Arnulf RAINER, am 8. Dezember 1929 in Baden bei Wien geboren, studierte von 1947 bis 1949 an der Staatsgewerbeschule in Villach. Im Anschluss war er für kurze Zeit Schüler an der Akademie für angewandte Kunst und an der Akademie der bildenden Künste in Wien. Anfänglich inspiriert vom Stil des Phantastischen bzw. des Abstrakten Realismus entwickelte Rainer früh einen eigenen Kunstausdruck. Mit Ernst Fuchs, Anton Lehmden, Arik Brauer, Wolfgang Hollegha und Josef Mikl gründete er die Künstlervereinigung „Hundsgruppe“. 1951 wendete er sich von der Phantastik ab und beginnt mit seinen Blindmalereien. Zeitgleich entstehen erste Übermalungen denen er sich bis Mitte der 1960er Jahre intensiv widmete. Gemeinsam mit Josef Mikl, Wolfgang Hollegha und Markus Prachensky wird Arnulf Rainer 1956 Mitglied der „Malergruppe der Galerie St.
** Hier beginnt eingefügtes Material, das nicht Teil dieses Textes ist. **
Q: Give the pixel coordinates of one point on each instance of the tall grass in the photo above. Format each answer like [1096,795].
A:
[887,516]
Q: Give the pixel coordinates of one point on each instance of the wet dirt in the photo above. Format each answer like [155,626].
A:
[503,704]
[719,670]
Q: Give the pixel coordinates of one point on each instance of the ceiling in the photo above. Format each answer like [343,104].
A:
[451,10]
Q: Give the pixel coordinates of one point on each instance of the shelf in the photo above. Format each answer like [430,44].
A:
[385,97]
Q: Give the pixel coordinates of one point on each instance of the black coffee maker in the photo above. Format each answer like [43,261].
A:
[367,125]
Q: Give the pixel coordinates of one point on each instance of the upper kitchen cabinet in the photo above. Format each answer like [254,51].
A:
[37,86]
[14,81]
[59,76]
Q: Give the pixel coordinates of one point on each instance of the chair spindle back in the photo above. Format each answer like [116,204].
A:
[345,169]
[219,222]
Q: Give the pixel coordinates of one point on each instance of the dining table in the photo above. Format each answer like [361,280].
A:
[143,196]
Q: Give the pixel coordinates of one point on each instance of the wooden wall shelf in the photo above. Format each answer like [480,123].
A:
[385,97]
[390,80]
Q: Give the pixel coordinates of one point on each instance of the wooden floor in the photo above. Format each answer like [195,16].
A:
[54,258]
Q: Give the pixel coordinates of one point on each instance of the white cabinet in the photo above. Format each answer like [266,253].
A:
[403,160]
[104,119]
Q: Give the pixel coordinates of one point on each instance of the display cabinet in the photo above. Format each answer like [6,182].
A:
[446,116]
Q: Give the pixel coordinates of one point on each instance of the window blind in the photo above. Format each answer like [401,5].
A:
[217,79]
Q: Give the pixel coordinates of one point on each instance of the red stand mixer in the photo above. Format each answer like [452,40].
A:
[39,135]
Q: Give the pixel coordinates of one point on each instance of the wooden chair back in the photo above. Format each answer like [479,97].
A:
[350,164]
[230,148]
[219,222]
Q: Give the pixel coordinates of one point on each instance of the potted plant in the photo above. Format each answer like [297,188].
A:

Stephan“. Mit Ernst Fuchs und Friedensreich Hundertwasser gründete er 1959 die Künstlergruppe „Pinatorium“, die bis 1968 bestehen bleibt. Ab Mitte der 1960er Jahre startete er seine Experimente unter Drogenrausch und beschäftigte sich mit der Malerei von Geisteskranken. In dieser Zeit entstehen auch Rainers Grimassenfotos mit und ohne Übermalungen. In Folge erweiterte er sein künstlerisches Schaffen durch die Medien Video und Film. Der Kunstverein Hamburg widmete Arnulf Rainer 1971 die erste große Retrospektive in Deutschland. Im selben Jahr ist er auf der 11. Biennale von São Paulo vertreten und nimmt in Kassel an der documenta 5 (1972), 6 (1977) und 7 (1982) teil. 1978 vertritt der Künstler Österreich auf der Biennale von Venedig. 1981 wird Rainer Mitglied der Akademie der Künste in Berlin und folgt der Berufung an die Akademie der bildenden Künste in Wien wo er bis 1995 unterrichtete. Im historischen Frauenbad in Baden, das ab 1973 als überregionales Ausstellungszentrum genutzt wurde, wird 2009 das Arnulf Rainer Museum eröffnet. Arnulf Rainer erhielt zahlreiche Auszeichnungen und Ehrungen, u. a. 1966 den Österreichischen Staatspreis für Graphik und 1978 den großen Österreichischen Staatspreis. 2015 wird Rainer das Österreichische Ehrenkreuz für Wissenschaft und Kunst verliehen.
Arnulf Rainer, einer der einflussreichsten Künstler der Gegenwart und einer der bekanntesten österreichischen Maler, gilt als Begründer des Informel in Österreich. Internationale Berühmtheit erlangte er durch seine Übermalungen.